14ème législature

Question N° 68862
de M. Jean-Jacques Urvoas (Socialiste, républicain et citoyen - Finistère )
Question écrite
Ministère interrogé > Justice
Ministère attributaire > Justice

Rubrique > professions judiciaires et juridiques

Tête d'analyse > avocats

Analyse > accès à la profession.

Question publiée au JO le : 11/11/2014 page : 9454
Réponse publiée au JO le : 15/12/2015 page : 253

Texte de la question

M. Jean-Jacques Urvoas attire l'attention de Mme la garde des sceaux, ministre de la justice, sur l'injustice subie par les juristes de cabinets d'expertise comptable souhaitant intégrer la profession d'avocat d'affaires par la voie de la « passerelle », c'est-à-dire par le biais de l'article 98 du décret du 27 novembre 1991 régissant l'accès à la profession d'avocat pour les juristes d'entreprise disposant de huit années de pratique professionnelle.

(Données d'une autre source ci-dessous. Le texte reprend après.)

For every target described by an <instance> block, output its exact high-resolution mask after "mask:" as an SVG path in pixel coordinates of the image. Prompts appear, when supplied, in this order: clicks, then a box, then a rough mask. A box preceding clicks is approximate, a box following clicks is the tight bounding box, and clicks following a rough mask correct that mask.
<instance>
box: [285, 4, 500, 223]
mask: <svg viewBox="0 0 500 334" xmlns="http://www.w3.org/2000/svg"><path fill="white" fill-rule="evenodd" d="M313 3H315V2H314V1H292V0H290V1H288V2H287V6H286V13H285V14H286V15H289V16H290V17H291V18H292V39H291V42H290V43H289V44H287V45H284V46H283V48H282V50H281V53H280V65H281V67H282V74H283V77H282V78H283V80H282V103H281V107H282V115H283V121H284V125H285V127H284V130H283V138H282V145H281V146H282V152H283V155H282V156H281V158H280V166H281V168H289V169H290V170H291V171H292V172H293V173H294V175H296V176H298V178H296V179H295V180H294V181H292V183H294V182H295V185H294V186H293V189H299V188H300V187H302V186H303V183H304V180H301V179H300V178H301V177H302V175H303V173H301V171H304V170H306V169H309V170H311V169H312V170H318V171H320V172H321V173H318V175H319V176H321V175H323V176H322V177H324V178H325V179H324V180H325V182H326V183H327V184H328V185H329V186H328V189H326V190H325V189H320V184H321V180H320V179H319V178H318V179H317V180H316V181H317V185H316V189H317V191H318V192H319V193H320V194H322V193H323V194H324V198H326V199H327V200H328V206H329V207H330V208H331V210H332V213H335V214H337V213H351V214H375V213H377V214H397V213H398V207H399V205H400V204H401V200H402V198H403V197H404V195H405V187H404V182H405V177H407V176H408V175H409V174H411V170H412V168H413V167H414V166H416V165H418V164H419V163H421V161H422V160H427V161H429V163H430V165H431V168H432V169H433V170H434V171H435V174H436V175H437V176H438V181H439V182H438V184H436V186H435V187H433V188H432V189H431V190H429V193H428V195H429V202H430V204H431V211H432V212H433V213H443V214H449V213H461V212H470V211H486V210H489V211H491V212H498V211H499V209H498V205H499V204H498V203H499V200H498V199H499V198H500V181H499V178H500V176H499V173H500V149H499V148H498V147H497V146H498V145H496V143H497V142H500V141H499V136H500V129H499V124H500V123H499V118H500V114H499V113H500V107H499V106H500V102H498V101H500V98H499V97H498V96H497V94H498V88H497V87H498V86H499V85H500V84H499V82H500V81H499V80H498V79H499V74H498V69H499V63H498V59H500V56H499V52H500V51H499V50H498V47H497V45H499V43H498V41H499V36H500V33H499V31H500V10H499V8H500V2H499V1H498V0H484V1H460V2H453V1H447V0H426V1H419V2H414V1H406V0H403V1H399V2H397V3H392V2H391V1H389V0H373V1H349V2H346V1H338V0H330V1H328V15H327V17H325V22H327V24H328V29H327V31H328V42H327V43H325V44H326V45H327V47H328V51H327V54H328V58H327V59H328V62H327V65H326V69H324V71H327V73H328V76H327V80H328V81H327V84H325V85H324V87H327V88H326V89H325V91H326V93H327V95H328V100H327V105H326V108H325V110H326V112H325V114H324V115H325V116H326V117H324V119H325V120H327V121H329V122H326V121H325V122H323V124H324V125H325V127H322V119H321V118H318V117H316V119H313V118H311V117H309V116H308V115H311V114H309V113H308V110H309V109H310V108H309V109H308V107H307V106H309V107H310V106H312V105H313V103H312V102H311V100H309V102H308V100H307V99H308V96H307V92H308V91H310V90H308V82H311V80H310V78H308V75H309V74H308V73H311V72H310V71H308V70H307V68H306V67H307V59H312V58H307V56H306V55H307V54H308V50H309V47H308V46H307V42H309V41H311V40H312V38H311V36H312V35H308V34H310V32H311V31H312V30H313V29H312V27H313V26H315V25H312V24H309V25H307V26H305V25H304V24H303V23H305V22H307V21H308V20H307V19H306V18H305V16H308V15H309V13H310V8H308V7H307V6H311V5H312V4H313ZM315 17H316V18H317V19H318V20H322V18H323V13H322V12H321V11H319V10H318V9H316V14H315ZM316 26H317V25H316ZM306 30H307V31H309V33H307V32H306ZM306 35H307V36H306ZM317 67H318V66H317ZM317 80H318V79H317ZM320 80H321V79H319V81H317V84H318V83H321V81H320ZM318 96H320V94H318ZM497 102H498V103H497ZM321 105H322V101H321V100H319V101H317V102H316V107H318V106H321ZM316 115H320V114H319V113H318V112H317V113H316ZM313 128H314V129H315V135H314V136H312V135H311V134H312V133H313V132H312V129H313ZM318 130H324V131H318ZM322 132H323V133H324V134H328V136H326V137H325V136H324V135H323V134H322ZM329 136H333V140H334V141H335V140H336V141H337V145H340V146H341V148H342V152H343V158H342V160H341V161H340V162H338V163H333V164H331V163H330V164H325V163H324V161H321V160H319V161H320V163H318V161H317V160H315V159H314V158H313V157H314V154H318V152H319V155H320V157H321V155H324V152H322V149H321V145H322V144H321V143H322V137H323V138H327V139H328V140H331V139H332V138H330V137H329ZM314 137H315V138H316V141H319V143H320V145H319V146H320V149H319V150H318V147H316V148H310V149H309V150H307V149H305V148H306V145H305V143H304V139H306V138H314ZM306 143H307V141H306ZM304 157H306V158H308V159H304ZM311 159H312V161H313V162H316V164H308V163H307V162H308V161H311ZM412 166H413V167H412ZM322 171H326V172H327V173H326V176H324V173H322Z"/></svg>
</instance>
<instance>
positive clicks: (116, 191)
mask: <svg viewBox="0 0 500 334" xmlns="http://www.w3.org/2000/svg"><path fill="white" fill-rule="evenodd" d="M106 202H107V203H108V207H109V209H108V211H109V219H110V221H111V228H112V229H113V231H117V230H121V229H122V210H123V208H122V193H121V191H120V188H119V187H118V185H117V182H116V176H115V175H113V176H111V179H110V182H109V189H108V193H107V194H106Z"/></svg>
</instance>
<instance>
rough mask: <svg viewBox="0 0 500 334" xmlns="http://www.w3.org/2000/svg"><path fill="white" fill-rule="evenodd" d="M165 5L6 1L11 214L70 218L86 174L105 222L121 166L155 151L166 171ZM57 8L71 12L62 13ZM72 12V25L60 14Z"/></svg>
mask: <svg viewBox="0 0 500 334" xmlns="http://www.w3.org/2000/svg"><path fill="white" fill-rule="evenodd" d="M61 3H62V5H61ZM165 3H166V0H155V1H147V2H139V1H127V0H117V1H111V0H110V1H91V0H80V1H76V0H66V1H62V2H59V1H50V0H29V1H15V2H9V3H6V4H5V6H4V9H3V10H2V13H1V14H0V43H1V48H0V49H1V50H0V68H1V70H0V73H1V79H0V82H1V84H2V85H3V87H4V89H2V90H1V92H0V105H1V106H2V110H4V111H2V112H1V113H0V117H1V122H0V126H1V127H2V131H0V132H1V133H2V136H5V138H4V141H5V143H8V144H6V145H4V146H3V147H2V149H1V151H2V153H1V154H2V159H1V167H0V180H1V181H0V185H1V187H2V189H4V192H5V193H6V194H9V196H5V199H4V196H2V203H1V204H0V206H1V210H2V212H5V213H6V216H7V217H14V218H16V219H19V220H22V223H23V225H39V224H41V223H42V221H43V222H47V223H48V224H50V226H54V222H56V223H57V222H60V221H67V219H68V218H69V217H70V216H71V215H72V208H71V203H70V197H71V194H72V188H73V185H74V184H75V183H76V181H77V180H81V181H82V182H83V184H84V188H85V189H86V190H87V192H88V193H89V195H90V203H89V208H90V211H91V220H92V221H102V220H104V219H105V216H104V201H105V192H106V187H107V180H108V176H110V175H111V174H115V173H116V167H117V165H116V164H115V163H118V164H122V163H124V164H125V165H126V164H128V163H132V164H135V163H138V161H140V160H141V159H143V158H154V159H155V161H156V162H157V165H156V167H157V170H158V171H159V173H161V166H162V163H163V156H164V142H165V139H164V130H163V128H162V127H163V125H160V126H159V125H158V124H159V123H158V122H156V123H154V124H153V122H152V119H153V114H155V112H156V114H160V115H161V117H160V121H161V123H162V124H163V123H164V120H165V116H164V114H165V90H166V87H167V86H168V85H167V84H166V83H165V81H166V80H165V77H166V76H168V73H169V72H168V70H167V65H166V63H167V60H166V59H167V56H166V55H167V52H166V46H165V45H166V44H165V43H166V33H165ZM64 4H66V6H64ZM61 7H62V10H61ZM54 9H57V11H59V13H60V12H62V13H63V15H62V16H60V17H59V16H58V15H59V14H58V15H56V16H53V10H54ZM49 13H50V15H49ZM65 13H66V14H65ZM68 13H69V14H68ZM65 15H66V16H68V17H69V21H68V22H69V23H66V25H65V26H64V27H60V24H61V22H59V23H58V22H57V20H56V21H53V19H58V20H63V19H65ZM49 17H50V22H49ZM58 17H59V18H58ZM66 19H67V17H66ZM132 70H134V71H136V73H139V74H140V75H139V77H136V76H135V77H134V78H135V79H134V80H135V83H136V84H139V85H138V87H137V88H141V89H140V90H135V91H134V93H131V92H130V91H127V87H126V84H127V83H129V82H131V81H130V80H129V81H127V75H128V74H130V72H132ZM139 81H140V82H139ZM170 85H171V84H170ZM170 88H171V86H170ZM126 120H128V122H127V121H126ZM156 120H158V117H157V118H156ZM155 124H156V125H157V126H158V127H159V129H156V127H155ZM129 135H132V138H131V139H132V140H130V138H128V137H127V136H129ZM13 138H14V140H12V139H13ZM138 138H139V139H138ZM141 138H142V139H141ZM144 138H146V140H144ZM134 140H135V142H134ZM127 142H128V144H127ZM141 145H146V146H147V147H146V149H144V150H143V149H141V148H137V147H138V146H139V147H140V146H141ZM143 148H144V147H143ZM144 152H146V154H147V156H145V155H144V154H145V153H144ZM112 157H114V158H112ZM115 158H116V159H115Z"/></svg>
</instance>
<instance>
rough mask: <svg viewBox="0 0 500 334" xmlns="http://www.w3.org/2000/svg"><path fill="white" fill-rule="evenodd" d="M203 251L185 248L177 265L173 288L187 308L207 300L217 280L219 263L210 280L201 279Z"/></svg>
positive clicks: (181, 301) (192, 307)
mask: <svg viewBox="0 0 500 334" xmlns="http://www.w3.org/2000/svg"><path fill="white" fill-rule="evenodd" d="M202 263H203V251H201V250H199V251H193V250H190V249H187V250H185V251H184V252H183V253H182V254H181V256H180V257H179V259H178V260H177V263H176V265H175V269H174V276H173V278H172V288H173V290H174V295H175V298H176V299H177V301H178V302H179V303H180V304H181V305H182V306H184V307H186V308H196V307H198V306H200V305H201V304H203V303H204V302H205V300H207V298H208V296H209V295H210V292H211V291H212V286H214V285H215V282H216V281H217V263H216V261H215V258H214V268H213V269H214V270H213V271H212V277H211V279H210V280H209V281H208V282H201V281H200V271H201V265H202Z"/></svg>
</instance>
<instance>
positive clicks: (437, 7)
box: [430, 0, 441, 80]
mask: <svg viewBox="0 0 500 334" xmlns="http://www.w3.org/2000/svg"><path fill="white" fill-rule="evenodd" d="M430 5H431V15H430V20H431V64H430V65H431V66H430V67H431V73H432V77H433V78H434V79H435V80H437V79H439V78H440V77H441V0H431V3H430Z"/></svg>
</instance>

Il semblerait que les demandes formulées dans ce cadre soient systématiquement rejetées par les barreaux qui, pour justifier leur refus, s'appuient sur une jurisprudence particulièrement arbitraire de la cour de cassation. Cette jurisprudence reconnaît en effet comme juristes d'entreprise les seuls professionnels du droit conseillant la structure juridique qui les emploie et non les clients de leur employeur. Une telle situation se révèle particulièrement absurde. Car on voit mal au nom de quels critères objectifs l'on pourrait refuser la qualification de juriste d'entreprise aux conseillers juridiques des cabinets d'expertise comptable qui sont confrontés à une diversité de problématiques fiscales, patrimoniales ou sociales tout aussi complexes que celles auxquelles doivent répondre leurs homologues des autres entreprises. Il convient d'autre part de souligner que ces salariés travaillent le plus souvent en toute autonomie avec des clients dont ils sont proches. Leur métier est identique dans ses diverses composantes à celui exercé par les avocats d'affaires. Il en est de même de leur qualification. Il lui demande en conséquence si elle serait disposée à envisager une modification du décret de 1991 afin d'ouvrir la profession d'avocat à l'ensemble des professionnels du droit disposant des huit années requises de pratique et souhaitant exercer ce métier.

Texte de la réponse

En application des dispositions de l’article 11 de la loi no 71-1130 du 31 décembre 1971, portant réforme de certaines professions judiciaires et juridiques, l’accès à la profession d’avocat est en principe réservé aux titulaires d’une maîtrise en droit ou d’un diplôme reconnu comme équivalent, ayant réussi l’examen d’accès à un centre régional de formation professionnelle d’avocats (CRFPA), suivi une formation théorique et pratique de dix-huit mois et obtenu le certificat d’aptitude à la profession d’avocat (CAPA). Des voies d’accès spécifiques au profit des personnes ayant exercé certaines fonctions ou activités en France sont prévues à l’article 98 du décret no 91-1197 du 27 novembre 1991, organisant la profession d’avocat. C’est le cas des juristes d’entreprise (en vertu du 3° de l’article 98) qui peuvent devenir avocats en étant dispensés de la formation comme de l’obtention du CAPA, dès lors qu’ils sont titulaires d’une maîtrise en droit et qu’ils justifient de huit ans au moins de pratique professionnelle au sein du service juridique d’une ou plusieurs entreprises. Ces voies d’accès à la profession d’avocat étant dérogatoires, elles sont d’interprétation stricte. Elles ne doivent donc avoir pour effet ni de concurrencer la voie d’accès principale à la profession, profondément rénovée par la loi no 2004-130 du 11 février 2004, réformant le statut de certaines professions judiciaires ou juridiques et le décret no 2004 1386 du 21 décembre 2004, relatif à la formation professionnelle des avocats, ni de s’y substituer. C’est la raison pour laquelle la Cour de cassation donne une interprétation stricte des cas de dispense : elle considère que les fonctions ou activités juridiques alléguées doivent avoir été exercées exclusivement « dans un service spécialisé chargé dans l’entreprise des problèmes juridiques posés par l’activité de celle-ci » (cf., notamment, l’arrêt rendu par la première chambre civile de la Cour de cassation le 16 mai 2012). C’est pourquoi un certain nombre de juristes, dont ceux exerçant leur activité au sein d’un cabinet d’expertise-comptable, sont actuellement exclus de la passerelle précitée.